Bob Geldof makes a point during a news conference in Winnipeg.

Musician and activist Bob Geldof was surprised to learn that hunger exists in the province of Manitoba during a visit to Winnipeg Wednesday.

The man who gave the world Live Aid and I Don't Like Mondays was in Winnipeg to accept a humanitarian award, the St. Boniface Hospital and Research Foundation's International Award.

Early in the day, Geldof was briefed by local activists, some of whom told him about poverty in Manitoba.

"It's just the last thing I would expect — to arrive and say there's a group dealing with hunger in Manitoba," he told CBC News.

"This is cornflake country, you know. I mean, wild … hunger in Manitoba. I mean, wow. Why?"

At a news conference at a hospital on Wednesday afternoon, Geldof said the global economic crisis should not be used as an excuse to cut aid to the world's poorest countries.

He spoke of the widespread hunger in Africa and said it's short-sighted for governments to cut the little aid they give to Africa.

Geldof, an Irish singer who found fame with the group Boomtown Rats, also weighed in on the turmoil taking place on Parliament Hill.

"You know, it's good, normal democratic politics, and that's what we'd expect out of Canada," he said.

"The thing is ... the issue that I know about, and so if you don't mind, I'll just stick to that, is what you do with regard to Africa. And I don't think it factors hugely in domestic politics at the moment. Whatever government is in power, we will try to work with."

Geldof participated in Band Aid and Live Aid and since the 1990s has directed most of his humanitarian efforts at Africa.

"It's ridiculous, you know? I'm sort of a half-assed party pop singer, you know," he said. "And next minute, these giants of science and the medical world say, 'Okay, Geldof, you can have our thing, but pitch up'."

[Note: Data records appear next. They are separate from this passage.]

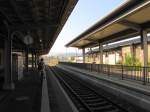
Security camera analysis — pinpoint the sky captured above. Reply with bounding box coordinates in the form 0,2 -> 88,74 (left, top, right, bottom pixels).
49,0 -> 127,55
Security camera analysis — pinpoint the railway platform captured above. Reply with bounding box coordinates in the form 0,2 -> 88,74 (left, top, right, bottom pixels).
0,70 -> 41,112
57,64 -> 150,111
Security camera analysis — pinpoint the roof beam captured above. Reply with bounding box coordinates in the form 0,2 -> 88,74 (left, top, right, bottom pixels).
11,23 -> 58,31
119,20 -> 142,32
10,0 -> 25,24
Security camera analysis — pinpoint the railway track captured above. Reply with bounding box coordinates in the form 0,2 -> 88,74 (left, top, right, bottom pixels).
51,67 -> 128,112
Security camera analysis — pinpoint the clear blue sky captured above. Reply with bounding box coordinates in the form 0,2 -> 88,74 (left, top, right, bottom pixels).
49,0 -> 127,54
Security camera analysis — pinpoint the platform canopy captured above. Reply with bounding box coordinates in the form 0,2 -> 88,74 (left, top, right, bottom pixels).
0,0 -> 78,54
66,0 -> 150,48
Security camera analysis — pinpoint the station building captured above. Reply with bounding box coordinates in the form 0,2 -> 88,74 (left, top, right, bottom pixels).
0,0 -> 77,89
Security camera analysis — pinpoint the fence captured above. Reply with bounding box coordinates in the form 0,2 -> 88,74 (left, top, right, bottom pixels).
59,62 -> 150,84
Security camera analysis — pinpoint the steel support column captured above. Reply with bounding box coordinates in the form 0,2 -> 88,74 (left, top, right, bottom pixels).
3,20 -> 15,90
25,48 -> 29,71
99,43 -> 103,64
141,30 -> 148,66
82,48 -> 85,63
32,52 -> 34,68
35,53 -> 37,68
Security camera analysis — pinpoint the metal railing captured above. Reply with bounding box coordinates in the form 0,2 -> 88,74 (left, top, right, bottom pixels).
59,62 -> 150,85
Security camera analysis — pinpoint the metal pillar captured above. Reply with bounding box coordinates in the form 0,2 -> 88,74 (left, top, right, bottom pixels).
130,44 -> 135,58
25,48 -> 29,71
35,53 -> 37,68
3,21 -> 15,90
32,52 -> 34,68
3,38 -> 15,90
141,30 -> 148,66
99,43 -> 103,64
82,48 -> 85,63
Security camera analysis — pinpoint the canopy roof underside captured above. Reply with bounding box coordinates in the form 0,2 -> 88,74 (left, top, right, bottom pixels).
66,0 -> 150,48
0,0 -> 78,54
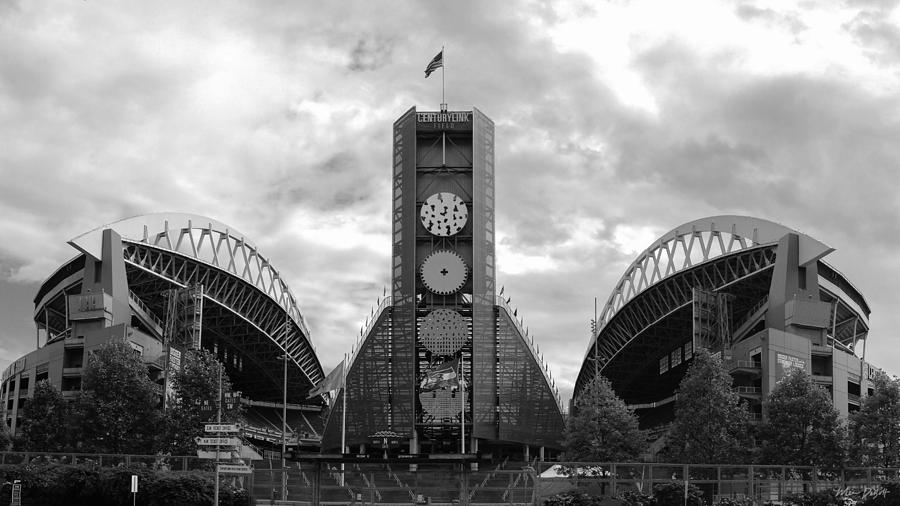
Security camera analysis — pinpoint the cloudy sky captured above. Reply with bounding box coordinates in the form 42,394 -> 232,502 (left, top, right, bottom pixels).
0,0 -> 900,404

While on a tour of a hospital, Geldof seemed particularly interested in the research going on into memory and Alzheimer's disease.

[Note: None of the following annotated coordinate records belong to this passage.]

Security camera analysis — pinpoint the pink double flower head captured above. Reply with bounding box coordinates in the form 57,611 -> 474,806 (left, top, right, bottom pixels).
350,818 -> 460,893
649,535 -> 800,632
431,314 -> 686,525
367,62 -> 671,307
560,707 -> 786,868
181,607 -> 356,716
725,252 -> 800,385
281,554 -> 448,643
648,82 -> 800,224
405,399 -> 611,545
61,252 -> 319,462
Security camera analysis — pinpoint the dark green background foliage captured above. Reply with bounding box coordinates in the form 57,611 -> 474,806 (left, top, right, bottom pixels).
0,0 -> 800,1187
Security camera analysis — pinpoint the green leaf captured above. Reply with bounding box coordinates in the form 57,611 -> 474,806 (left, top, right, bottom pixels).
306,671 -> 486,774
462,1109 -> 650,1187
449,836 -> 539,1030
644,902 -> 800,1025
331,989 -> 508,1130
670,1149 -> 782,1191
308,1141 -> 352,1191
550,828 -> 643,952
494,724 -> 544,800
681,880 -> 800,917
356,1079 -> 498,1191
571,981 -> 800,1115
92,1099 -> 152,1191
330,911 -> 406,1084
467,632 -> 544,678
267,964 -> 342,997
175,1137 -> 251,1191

He said that hit home for him because just weeks ago his children's godmother died of complications from Alzheimer's.

The International Award comes with a $100,000 cash prize, which Geldof said would go to covering his expenses for humanitarian work.

Dr. Michel Tetreault, president and CEO of St. Boniface Hospital, said the award recognized Geldof's work in the Third World.

"We honour people like him because of the contribution he made to the most poor and vulnerable of our society. That's part of what we do," Tetreault said.

Geldof is to receive the award Wednesday evening at the Winnipeg Convention Centre.